I was Head of the UWI School of Continuing Studies when he was Minister of Education. I served as Chairman of the Education Advisory Board for a number of years. The Chairman was selected by members of the Committee and I suspect because I was not directly under government control members thought it fit to have someone independent of the Ministry and Government as Chairperson. When the government changed in 2001 the Chairman was then selected by the Minister. I am not sure how much longer the Committee functioned, but cannot remember attending many meetings. One of my responsibilities in the position I held at UWI was to arrange meetings with visiting university persons and the minister. It was always a pleasure to do so because he was always excited to speak to them about plans of his government and of the OECS in the field of education.

One year when I represented what were then called the non-campus territories on the University Council, John attended as a representative of regional governments that contributed to the university. At that particular meeting there was an item on the agenda that was very controversial and was expected to be divisive. To my surprise when it was Horne’s time to speak, the first topic he touched on was the one that was expected to generate some fire, but he handed it so masterfully that when he was finished with his contribution the issue was no longer a divisive one. As Chairman of the CARICOM Council of Trade and Development he participated and chaired sessions of the ACP trade negotiations at very critical times.

As Randy Cato said, he used “his natural diplomatic and personal skills in dealing with his counterparts and made a success of it”. In fact, I saw a letter sent to him applauding him for the role he played in steering some of the negotiations with which he was involved.

John was very knowledgeable about Kingstown. He had many old photographs and was proud of reminding anyone when Kingstown had quite a number of nightspots which he was pleased to name for them. He also recalled many of the interesting characters around town. John sat on the committee to select national heroes. He had a distinct preference for George McIntosh and once threatened to resign from the committee when he thought that the wishes of the majority of the committee were being disregarded. In fact, I saw a copy of the letter which however was never submitted since things seemed to have been sorted out.

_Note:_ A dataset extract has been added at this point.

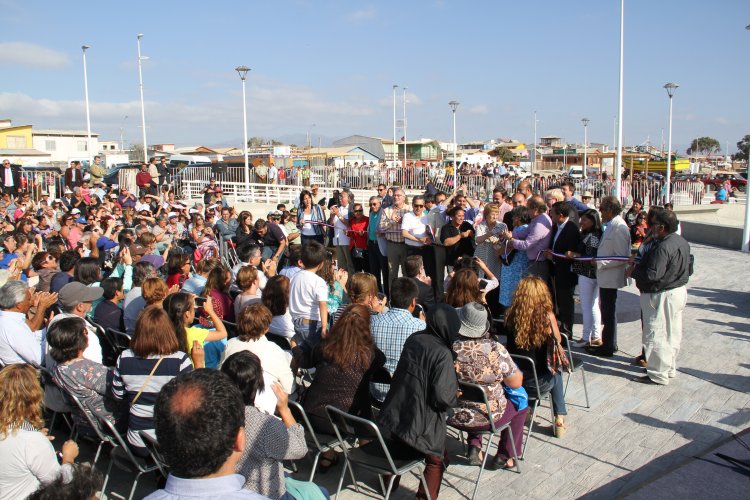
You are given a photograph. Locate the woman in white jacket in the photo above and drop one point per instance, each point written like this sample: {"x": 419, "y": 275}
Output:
{"x": 610, "y": 274}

Among all that was said about John his love for people and how he related to them stand out. Two examples come to mind. Basil ‘Bung’ Cato after his return to St. Vincent had been ailing at his residence at Chauncey. He had a scheduled set of doctor appointments. When John heard that he had been irregular in his attendance he took it on to himself to take ‘Bung’ to all future appointments. I remember him once leaving an activity saying that he had to take ‘Bung’ to his doctor’s appointment. There was also the case of a lady from Barrouallie who was approaching her 100th birthday.

John had known her a long time ago but had not been recently in touch. When he got the news, he asked me to take him to Kearton’s where she lived.

In little time John was in full conversation with her and advised the Governor General about the impending milestone. That was John! Today we will say our final Goodbye.